Similarly, the busses supporting the trains had to meet the same availability and departure time rates. In terms of the Concession Agreement (CA), these standards would cover approximately 140 busses, 36 routes and over 800 bus stops. Snyman says that while these were tough goals, they were achievable with the right preparation, such as training drivers and so forth. With the correct planning, therefore, the Gautrain could be a public transport system that met and exceeded international standards.

When it comes to security, however, the picture changes because there are simply too many variables to cater for. In other words, while you can make contingency plans for electricity failures, for example, you can never know what plans the criminal mind will come up with next, making securing a project of this size and scope an almost impossible task. Nevertheless, Snyman and his team had to come up with a security plan that would work. It is worth repeating that if the security plans failed, the project as a whole would fail.

A moving target

The Concession Agreement, signed between all the relevant parties to the Gautrain stipulated two critical KPIs for the security team to meet. The effect of not meeting these targets would mean a 20% penalty on the operating fee. The two were focused on Physical Security of Passengers (15% penalty) and the Safety of Passengers Property (5% penalty). The standards set for these two performance indicators were three Physical Security of Passengers incidents per 1 million passengers per month, and seven Safety of Passengers Property incidents per one million passengers per month – an impossibly low level of incidents for South African public transport.

To make things even more difficult for the security team, the standards would be reassessed every six months and a new standard set that was equal to the average over that time period.
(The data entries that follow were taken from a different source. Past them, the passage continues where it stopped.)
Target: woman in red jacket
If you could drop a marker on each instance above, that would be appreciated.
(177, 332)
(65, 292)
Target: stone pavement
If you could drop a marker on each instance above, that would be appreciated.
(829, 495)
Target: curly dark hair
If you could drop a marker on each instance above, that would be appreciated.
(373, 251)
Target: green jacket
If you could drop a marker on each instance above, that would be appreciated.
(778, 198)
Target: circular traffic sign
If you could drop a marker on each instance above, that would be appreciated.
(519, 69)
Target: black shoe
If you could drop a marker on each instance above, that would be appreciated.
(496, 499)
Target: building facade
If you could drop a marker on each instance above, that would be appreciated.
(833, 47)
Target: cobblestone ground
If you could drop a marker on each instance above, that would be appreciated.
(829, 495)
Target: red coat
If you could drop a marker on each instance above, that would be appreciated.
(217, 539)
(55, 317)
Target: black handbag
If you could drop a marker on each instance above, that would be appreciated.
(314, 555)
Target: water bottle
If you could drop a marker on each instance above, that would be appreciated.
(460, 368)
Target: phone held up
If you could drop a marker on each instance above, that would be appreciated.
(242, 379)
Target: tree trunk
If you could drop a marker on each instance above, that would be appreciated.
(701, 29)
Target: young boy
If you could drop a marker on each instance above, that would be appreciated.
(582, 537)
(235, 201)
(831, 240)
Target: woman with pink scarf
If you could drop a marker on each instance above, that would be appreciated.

Snyman notes that when he left the company, the standard was one Physical Security of Passengers incident per 1 million passengers per month, and 1.7 Safety of Passengers Property incidents per 1 million passengers per month. This is far lower than international standards and beats the KPIs by a significant margin. This then became the new standard for the Gautrain.
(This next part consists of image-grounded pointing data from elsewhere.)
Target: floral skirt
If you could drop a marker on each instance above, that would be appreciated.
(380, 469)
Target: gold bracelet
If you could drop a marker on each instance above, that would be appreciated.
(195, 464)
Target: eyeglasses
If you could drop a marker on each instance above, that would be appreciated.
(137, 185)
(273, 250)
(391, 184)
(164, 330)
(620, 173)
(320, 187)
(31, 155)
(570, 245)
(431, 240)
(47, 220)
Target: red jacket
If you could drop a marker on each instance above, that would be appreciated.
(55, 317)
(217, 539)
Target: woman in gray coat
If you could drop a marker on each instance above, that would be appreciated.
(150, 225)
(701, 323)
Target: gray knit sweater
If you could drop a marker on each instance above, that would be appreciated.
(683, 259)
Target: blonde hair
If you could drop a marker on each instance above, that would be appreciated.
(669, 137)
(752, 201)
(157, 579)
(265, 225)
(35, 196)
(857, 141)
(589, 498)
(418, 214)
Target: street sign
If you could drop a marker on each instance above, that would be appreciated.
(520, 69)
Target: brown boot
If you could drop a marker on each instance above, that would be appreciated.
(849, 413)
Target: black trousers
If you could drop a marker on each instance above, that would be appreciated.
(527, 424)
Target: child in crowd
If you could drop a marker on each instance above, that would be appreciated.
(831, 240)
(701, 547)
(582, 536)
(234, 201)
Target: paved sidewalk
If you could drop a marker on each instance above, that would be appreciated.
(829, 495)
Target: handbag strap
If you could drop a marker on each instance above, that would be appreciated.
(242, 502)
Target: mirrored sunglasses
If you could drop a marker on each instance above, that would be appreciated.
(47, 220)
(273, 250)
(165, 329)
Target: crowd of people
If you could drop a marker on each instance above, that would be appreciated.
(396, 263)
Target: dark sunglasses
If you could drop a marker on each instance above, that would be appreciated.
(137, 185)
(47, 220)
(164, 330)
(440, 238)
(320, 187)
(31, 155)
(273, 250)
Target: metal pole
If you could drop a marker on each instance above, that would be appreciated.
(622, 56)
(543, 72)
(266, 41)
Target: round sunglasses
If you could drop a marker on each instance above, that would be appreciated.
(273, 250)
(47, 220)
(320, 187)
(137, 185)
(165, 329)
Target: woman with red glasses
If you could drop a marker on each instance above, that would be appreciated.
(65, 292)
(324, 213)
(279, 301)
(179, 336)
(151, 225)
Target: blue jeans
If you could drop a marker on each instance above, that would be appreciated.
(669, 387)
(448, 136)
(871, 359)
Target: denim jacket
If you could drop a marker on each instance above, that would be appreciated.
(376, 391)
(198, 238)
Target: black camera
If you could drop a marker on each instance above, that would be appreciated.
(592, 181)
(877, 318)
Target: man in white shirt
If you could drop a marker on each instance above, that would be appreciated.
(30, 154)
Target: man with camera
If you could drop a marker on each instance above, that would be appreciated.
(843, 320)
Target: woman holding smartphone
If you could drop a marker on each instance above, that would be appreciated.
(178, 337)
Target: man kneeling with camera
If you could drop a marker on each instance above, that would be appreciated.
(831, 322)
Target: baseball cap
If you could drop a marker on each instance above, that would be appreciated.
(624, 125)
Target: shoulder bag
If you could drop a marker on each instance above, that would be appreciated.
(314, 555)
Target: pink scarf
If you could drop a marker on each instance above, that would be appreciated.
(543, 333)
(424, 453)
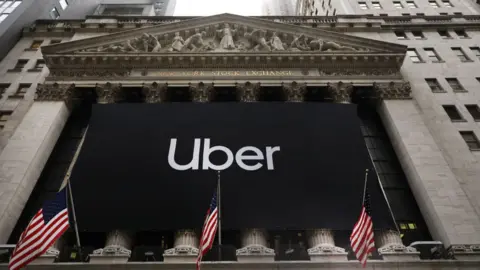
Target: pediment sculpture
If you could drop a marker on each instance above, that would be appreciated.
(224, 38)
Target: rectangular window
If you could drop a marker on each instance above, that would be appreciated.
(414, 57)
(411, 4)
(455, 84)
(474, 110)
(432, 55)
(453, 113)
(400, 35)
(434, 85)
(444, 34)
(418, 35)
(433, 4)
(471, 140)
(363, 5)
(376, 5)
(460, 54)
(461, 33)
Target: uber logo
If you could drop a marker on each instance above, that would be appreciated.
(244, 153)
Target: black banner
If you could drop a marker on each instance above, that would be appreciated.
(283, 166)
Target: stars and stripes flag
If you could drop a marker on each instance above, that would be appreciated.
(48, 224)
(209, 230)
(361, 239)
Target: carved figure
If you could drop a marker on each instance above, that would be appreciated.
(226, 41)
(321, 45)
(195, 42)
(276, 43)
(177, 43)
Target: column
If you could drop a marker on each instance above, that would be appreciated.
(201, 92)
(117, 249)
(248, 92)
(24, 157)
(392, 248)
(254, 247)
(322, 247)
(295, 92)
(185, 248)
(445, 207)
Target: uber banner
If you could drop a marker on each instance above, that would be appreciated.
(283, 166)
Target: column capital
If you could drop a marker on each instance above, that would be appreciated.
(108, 93)
(201, 92)
(392, 90)
(248, 92)
(155, 93)
(295, 92)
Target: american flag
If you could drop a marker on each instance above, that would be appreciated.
(361, 239)
(48, 224)
(209, 230)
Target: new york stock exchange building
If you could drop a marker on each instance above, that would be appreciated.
(144, 115)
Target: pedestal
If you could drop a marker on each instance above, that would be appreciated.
(117, 249)
(393, 249)
(254, 247)
(323, 247)
(184, 249)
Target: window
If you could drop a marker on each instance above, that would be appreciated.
(363, 5)
(54, 13)
(376, 5)
(418, 35)
(453, 113)
(474, 110)
(433, 4)
(400, 35)
(460, 54)
(455, 85)
(471, 140)
(447, 3)
(461, 33)
(444, 34)
(411, 4)
(414, 57)
(432, 55)
(36, 44)
(64, 4)
(434, 85)
(476, 51)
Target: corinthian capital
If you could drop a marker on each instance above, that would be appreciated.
(108, 93)
(295, 92)
(248, 92)
(201, 92)
(155, 93)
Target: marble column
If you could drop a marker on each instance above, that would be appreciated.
(322, 247)
(248, 92)
(117, 249)
(254, 247)
(392, 248)
(185, 248)
(24, 157)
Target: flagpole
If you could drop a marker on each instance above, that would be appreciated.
(219, 218)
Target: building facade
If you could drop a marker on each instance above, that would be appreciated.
(416, 73)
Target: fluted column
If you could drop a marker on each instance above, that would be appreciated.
(322, 246)
(155, 93)
(295, 92)
(108, 93)
(201, 92)
(393, 249)
(185, 248)
(248, 92)
(254, 247)
(117, 248)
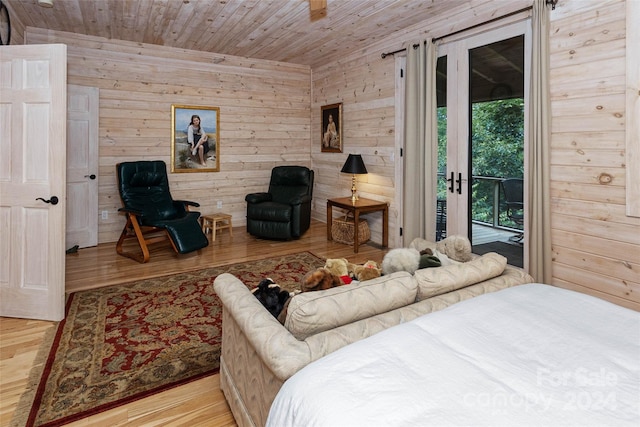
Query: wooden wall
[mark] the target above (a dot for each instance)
(264, 116)
(365, 84)
(596, 247)
(271, 114)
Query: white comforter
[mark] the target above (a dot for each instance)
(529, 355)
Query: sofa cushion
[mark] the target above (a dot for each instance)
(309, 313)
(439, 280)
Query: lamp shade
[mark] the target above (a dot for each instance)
(354, 165)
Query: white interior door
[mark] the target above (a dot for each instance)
(82, 166)
(33, 96)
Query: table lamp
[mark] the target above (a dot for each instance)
(355, 166)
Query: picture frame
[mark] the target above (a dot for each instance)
(331, 132)
(203, 157)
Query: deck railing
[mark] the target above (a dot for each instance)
(488, 207)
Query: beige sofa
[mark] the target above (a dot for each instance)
(259, 354)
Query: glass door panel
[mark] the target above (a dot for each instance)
(481, 83)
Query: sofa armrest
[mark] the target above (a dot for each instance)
(278, 349)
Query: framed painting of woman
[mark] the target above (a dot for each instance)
(331, 141)
(195, 139)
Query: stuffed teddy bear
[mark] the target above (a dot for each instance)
(401, 259)
(456, 248)
(320, 279)
(271, 296)
(367, 271)
(339, 267)
(317, 280)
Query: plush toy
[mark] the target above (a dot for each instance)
(271, 296)
(456, 248)
(339, 267)
(428, 259)
(320, 279)
(367, 271)
(401, 259)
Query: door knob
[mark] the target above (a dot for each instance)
(53, 200)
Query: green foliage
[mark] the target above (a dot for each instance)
(497, 138)
(497, 145)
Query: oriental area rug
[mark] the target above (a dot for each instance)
(122, 343)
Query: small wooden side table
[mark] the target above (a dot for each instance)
(361, 206)
(215, 222)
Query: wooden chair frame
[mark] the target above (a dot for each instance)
(144, 235)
Any person who has had even the slightest experience with public transport in South Africa will understand what a mammoth task it was to achieve these numbers – and they apply to all the Gautrain premises, the rail, station environment with approximately 10 000 parking bays as well as the bus routes. To understand how Snyman and his team managed the impossible, Hi-Tech Security Solutions will be running a series of articles over the coming months with the help of Snyman, looking at the various aspects involved in securing the Gautrain so effectively.

We can naturally not give away anything that may help the criminally inclined, but will examine the processes Snyman used to create such a safe transport system that can stand up to anything the world has to offer. This includes setting standard operating procedures, service level agreements, supplier management and the actual implementation of security measures, among many other aspects we will examine.

A clean slate

Taking on the task of securing the Gautrain project, from the initial construction phase where work was being done on multiple sites simultaneously, protecting the expensive assets as well as the expensive human resources sourced from around the world, through to the daily running of the finished operation was a challenge. Nothing remotely like this project had been done in South Africa before, which meant there were no examples or best practices to follow. At the same time, it meant the security team had a clean slate and could (or had to) develop a unique solution.

As an example, cable theft has been the cause of a number of outages for the Gautrain. Could these have been prevented, or are the cable vulnerabilities necessary to allow technicians access to systems and to protect other systems? Similarly, given the large area of land the Gautrain and its operations cover, what was the best way to protect the premises from vagrants and criminals? It would be impossible to have guards covering every corner of the property.

In future issues, we will deal with these and more questions, looking at the approach Snyman and his team took to ultimately create the most secure mode of transport in the country and on the continent.